Allmählich findet eine Scheidung der Geister über das künftige Verhältnis zwischen künstlicher und menschlicher Intelligenz statt. Die meisten Beobachter sind sich inzwischen einig, dass es keine einfache Hierarchie zwischen den beiden geben wird, sondern dass beide in ihren eigenen Bereichen relevant bleiben.

Die Zukunft der Mensch-Maschine-Koexistenz in der Politik

Die größte Herausforderung in der Zukunft wird also ihre Koexistenz sein. Diese sollte so abgestimmt und ko-kreativ wie möglich sein, aber nicht zu einer Verschmelzung oder Fusion führen, welche bewusst und vielleicht auch durch rechtliche Maßnahmen vermieden werden muss.

Das heißt: Im Gegensatz zu anderen Bereichen gegenwärtigen Wandels scheint auf dem sich rasch entwickelnden Gebiet der "Mensch-Maschine-Koexistenz" Differenzierung und Plurilinearität besser zu sein als einfache Integration. Insbesondere der Bereich des "gesunden Menschenverstandes", d. h. das wichtigste Merkmal für die Praxis der Intelligenz und, was entscheidend ist, für ihre Selbstbeobachtung sowohl während ihres Geschehens – in actu – als auch hinterher – post factum –, könnte fest in menschlicher Hand bleiben.

Zumindest dann, wenn es nach Experten wie Una-May O'Reilly vom Massachusetts Institute of Technologe (MIT) geht, die behauptet, dass Chatbots auch in Zukunft nicht sinnvoll sind, um wichtige menschliche Angelegenheiten zu regeln.
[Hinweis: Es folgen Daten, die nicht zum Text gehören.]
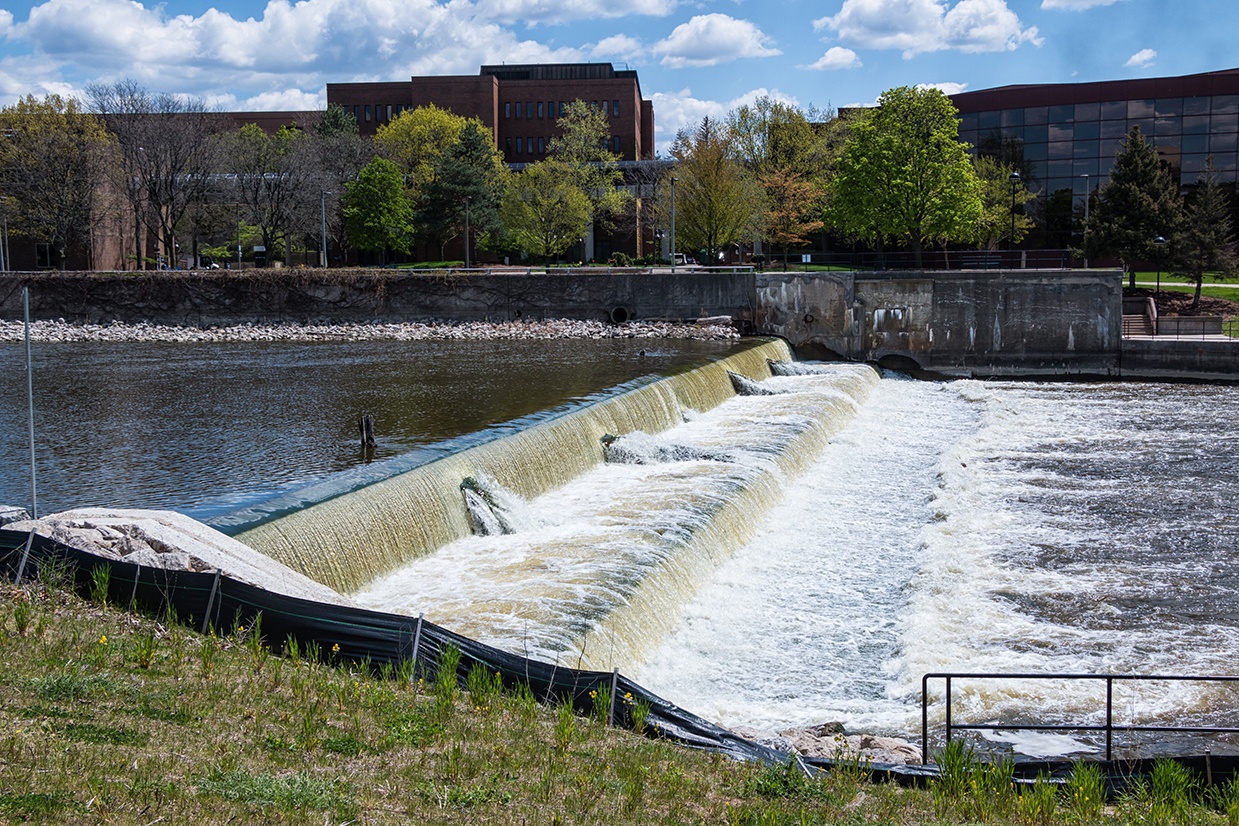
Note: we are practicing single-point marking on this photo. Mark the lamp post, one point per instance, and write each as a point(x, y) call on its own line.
point(1088, 195)
point(1157, 244)
point(1015, 181)
point(673, 224)
point(322, 226)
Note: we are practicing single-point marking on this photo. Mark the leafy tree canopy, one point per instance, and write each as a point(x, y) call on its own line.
point(905, 173)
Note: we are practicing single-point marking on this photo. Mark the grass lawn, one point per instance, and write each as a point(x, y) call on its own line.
point(110, 717)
Und das bedeutet im Ausblick?

Wenn O’Reilly ausführt, KI-Sprachmodelle seien grundsätzlich ungeeignet dafür, menschliche Intelligenz nachzuahmen, weil sie hauptsächlich eines: den "gesunden Menschenverstand" (common sense) nicht erreichen, dann sollte auch in Deutschland und Europa die Entwicklung in Richtung einer allzu umfassenden "KI-isierung" von Politik zurückhaltend und kritisch begleitet werden.

Dies nicht zuletzt, um bisher sinnvolle und erfolgreiche Verfahren der Selbstgestaltung von Gemeinschaften auch in den sicher kommenden Technik-Revolutionen – zu denen neben immer mehr und besseren Chatbots auch der Aufstieg der Dezentralisierungs-Technologie Blockchain sowie das Quantencomputing gehören – vor größeren Brüchen zu schützen.

Roland Benedikter ist Politikwissenschaftler und Soziologe bei Eurac Research in Bozen.